Unrelated Killings or an Undeclared War?

“He was not a member of any group,” he told the Philippine Human Rights Reporting Project.

This was also the claim of national task forces assigned to investigate extrajudicial killings.

In a phone interview, Major Henry Libay, secretariat member of the Philippine National Police’s Task Force Usig said Qualbar, Antolihao and Dotarot were not members of Bayan Muna or any other left-leaning group.

Task Force Usig was formed in May 2006 to investigate incidents of slain party list members, activists and media practitioners.

“We have affidavits of the victims’ families, neighbors, village leaders and even the local elections commissions saying that the victims were not members of Bayan Muna. The group claims they are their members but could not present any documents proving such,” Libay said.

Since they do not fall under the mandate of Task Force Usig, these cases are relegated to the local police for resolution. They are classified as murder or homicide cases, Libay said.

Justice undersecretary Ricardo Blancaflor, who heads the Task Force 211, told the Philippine Human Rights Reporting Project in a separate phone interview: “The general view is that aside from their organizational work, they also did some part time work in buying and selling of gold.”

Formed by the President on November 2006, Task Force 211 is officially mandated to “harness and mobilize” government agencies, civil society, and the public to prevent, investigate and prosecute political violence.

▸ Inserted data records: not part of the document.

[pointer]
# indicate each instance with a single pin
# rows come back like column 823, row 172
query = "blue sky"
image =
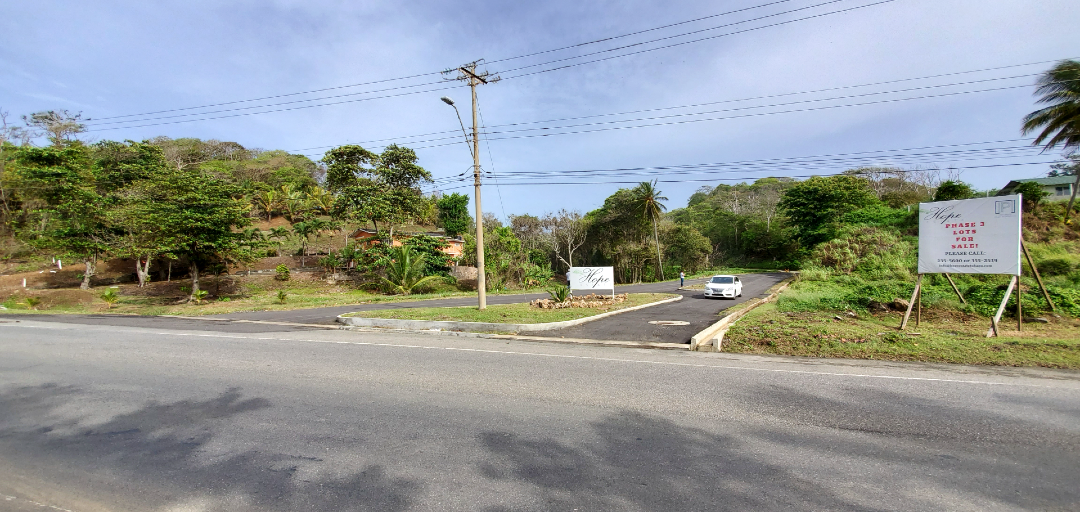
column 117, row 58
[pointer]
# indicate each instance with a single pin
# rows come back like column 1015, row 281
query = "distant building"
column 455, row 248
column 1060, row 188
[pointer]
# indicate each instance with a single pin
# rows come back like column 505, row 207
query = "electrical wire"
column 513, row 69
column 275, row 96
column 402, row 139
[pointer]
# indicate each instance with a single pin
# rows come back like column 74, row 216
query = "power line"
column 275, row 110
column 831, row 157
column 275, row 96
column 489, row 159
column 756, row 177
column 266, row 106
column 638, row 31
column 670, row 123
column 840, row 88
column 718, row 111
column 874, row 161
column 687, row 42
column 518, row 76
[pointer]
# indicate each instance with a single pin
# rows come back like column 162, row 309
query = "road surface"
column 694, row 311
column 171, row 418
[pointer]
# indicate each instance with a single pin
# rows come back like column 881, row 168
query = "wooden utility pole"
column 468, row 73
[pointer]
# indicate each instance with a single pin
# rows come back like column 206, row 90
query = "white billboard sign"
column 970, row 236
column 592, row 278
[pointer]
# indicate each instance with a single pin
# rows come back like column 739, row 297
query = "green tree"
column 1060, row 120
column 135, row 217
column 62, row 126
column 815, row 204
column 454, row 214
column 70, row 216
column 1070, row 167
column 647, row 201
column 405, row 271
column 205, row 217
column 1033, row 194
column 687, row 247
column 378, row 188
column 953, row 190
column 267, row 202
column 304, row 230
column 435, row 260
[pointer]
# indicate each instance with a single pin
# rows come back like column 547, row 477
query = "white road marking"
column 618, row 360
column 43, row 506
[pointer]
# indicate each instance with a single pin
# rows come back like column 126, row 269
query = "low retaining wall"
column 484, row 326
column 713, row 336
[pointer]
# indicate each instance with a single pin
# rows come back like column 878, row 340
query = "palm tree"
column 279, row 233
column 405, row 271
column 304, row 230
column 267, row 201
column 648, row 203
column 293, row 201
column 1060, row 89
column 319, row 199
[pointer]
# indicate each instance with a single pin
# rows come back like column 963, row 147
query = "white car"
column 726, row 286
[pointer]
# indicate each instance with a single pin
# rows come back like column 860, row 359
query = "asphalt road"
column 694, row 309
column 135, row 418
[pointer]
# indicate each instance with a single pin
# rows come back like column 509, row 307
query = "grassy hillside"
column 850, row 297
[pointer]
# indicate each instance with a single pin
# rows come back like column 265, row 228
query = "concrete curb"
column 716, row 332
column 243, row 321
column 485, row 326
column 541, row 339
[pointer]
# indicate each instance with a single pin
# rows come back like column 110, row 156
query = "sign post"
column 971, row 236
column 592, row 278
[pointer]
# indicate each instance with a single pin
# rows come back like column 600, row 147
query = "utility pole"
column 468, row 73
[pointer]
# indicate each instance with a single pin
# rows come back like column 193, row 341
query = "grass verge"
column 942, row 338
column 228, row 295
column 511, row 313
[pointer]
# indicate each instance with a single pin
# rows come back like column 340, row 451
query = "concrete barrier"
column 485, row 326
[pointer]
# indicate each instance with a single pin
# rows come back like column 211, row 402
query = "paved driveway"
column 694, row 309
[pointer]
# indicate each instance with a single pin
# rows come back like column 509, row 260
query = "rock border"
column 485, row 326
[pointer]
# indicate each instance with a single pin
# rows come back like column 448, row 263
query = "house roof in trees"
column 1043, row 182
column 366, row 233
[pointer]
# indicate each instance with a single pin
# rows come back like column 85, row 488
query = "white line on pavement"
column 589, row 358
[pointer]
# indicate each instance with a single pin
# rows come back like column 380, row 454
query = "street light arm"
column 462, row 123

The two task forces converge with other government agencies in cases that are identified as extrajudicial killings.

Blancaflor implied that the victims may have been killed due to their involvement in mining operations in the area, not because of their political affiliations. “They have their businesses, too,” he said.

These claims are flatly contradicted by Qualbar’s widow Aurelia, the Karapatan, and by a local member of the Kilusang Magbubukid ng Pilipinas (KMP or the Philippine Peasant Movement) who maintains she had known him since 2001.

As well as being the local coordinator of Bayan Muna, Qualbar was also the information officer of the KMP-affiliated Compostela Farmers Association according to these same three sources.

If Qualbar was indeed a businessman or gold miner, he was not a very successful one. His house is found a tough one hour off-road drive up high in the hills in the tiny hamlet of Sitio Nursery in Barangay Ngan. His home was a wooden shack on stilts decorated only by a large poster of Britney Spears. The ground 10 feet below is clearly visible between gaps in the floorboards.

With quiet determination in her voice, Mrs. Qualbar insists her husband’s death followed on from and was directly related to a local radio report she heard announcing the army was launching “clean-up operations”‘ after an October 24 clash between the military and the communist New People’s Army (NPA) in nearby New Bataan town.

Compostela Valley is a known stronghold of the NPA and a key focus for the Philippine military’s campaign Oplan Bantay Laya 2, the publicly declared government attempt to end the long-running communist insurgency by 2010.

Mrs. Qualbar insists her husband was never an NPA member, but had been a frequent participant in ‘anti-militarization rallies’ in both New Bataan and in Davao.

“I know who killed him,” she says.

“On November 1, a week before he was shot, he came home and told me he had been identified out loud by two military intelligence officers as he passed the checkpoint (72nd Infantry Battalion) near here. I told him that his life was in danger and that he should leave.